Prior to 2009, things were on the up-and-up at Capital Improvements of Allen, Texas. In 2006 the company broke the $1 million ceiling; then in 2008, the company went on to bring in $2.3 million in gross sales. However, by the first quarter of 2009, reality started to set in and some hard decisions had to be made.

“Looking back, by the end of 2008, we were running hard and fast,” says Paul J. Zuch, CR, CGB, president of Capital Improvements and NARI. “I think because we ramped up our volume over those couple of years we had really started to lose our grip over controlling our job costs. In 2008 we saw our job costs at 75 percent — and that was a pretty serious problem.”
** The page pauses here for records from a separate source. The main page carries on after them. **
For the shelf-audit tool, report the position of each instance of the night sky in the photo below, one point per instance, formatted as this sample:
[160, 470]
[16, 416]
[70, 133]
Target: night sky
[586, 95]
Once the size of Capital Improvements’ jobs started to shrink, the company knew its market was changing. Before, the company’s average job size ranged from between $250,000 and $750,000; suddenly, it dropped down to between $100,000 and $150,000.

"If you don’t have a handle on [costs], and you get to the end of the year and you’re off — you’re toast."

“One thing that I learned in this new economy is that I couldn’t up-sell clients,” explains Zuch.

Proper budgeting

“Reflecting back, what really jumped out at me was that in 2008 we did $2.3 million in gross sales with a 25 percent gross profit,” says Zuch. “In 2009, our sales were off 52 percent, but our job costs were down 66 percent and our gross profit was up to 34 percent.”

The best way to identify looming problems and revenue shortfalls is to objectively look at your budget and address issues before it’s too late. Figure out a budget and know what those numbers need to be — particularly percentage of gross sales — determine what the job cost percentage needs to be; what the target gross and net profit will be.

“Waiting six months or until the third quarter to figure out where you stand is probably too late,” says Zuch. “If you don’t have a handle on that, and you get to the end of the year and you’re off — you’re toast.

“We got as lean as we possibly could to control our overhead and we really watched what we were doing,” Zuch says. “

Zuch also suggests being upfront and transparent with employees about the business numbers. Employees already have an idea of what is going on and will appreciate the honesty.

Tough decisions

One of most difficult decisions for any business owner during a downturn is cutting key staff. A lot of those people may have been around for years and may be considered family, but it doesn’t do anybody any good if employees are retained too long and there’s no company around to support them when things do turn around.

“One of the mistakes I made during (the early days of the recession) was hanging onto a couple of key people for too long, just kind of betting on jobs coming in and that Pollyanna attitude,” explains Zuch. “I thought our longevity, our great reputation and our clientele, who largely were unaffected by what is going on in the economy, would keep us going. That was a huge mistake.”

In 2009, another initiative on Capital Improvements’ agenda was to focus on producing every job at or under budget. Although it was difficult to handle the greater amount of jobs, Zuch told his crew that it was really important to make sure they controlled the job costs if the company was going to survive. The net result was that Capital Improvements did $1.1 million less in volume in 2009, but the gross profit was the same.

Utilizing resources

Remodelers should seek to tap into the outside resources or a third party who can help them through this process or to look at your company with a fresh set of eyes.

Certainly trade magazines are a great way to find information at no cost to the remodeler. In addition, being part of trade associations such as NARI is a great way to exchange information with contractors about what’s really going on in your market.

“Now more than ever, it’s important to be a part of something more than yourself,” says Zuch. “Join a trade association and business networks to share information amongst peers and keep your business running. We can’t afford to be out on an island by ourselves.”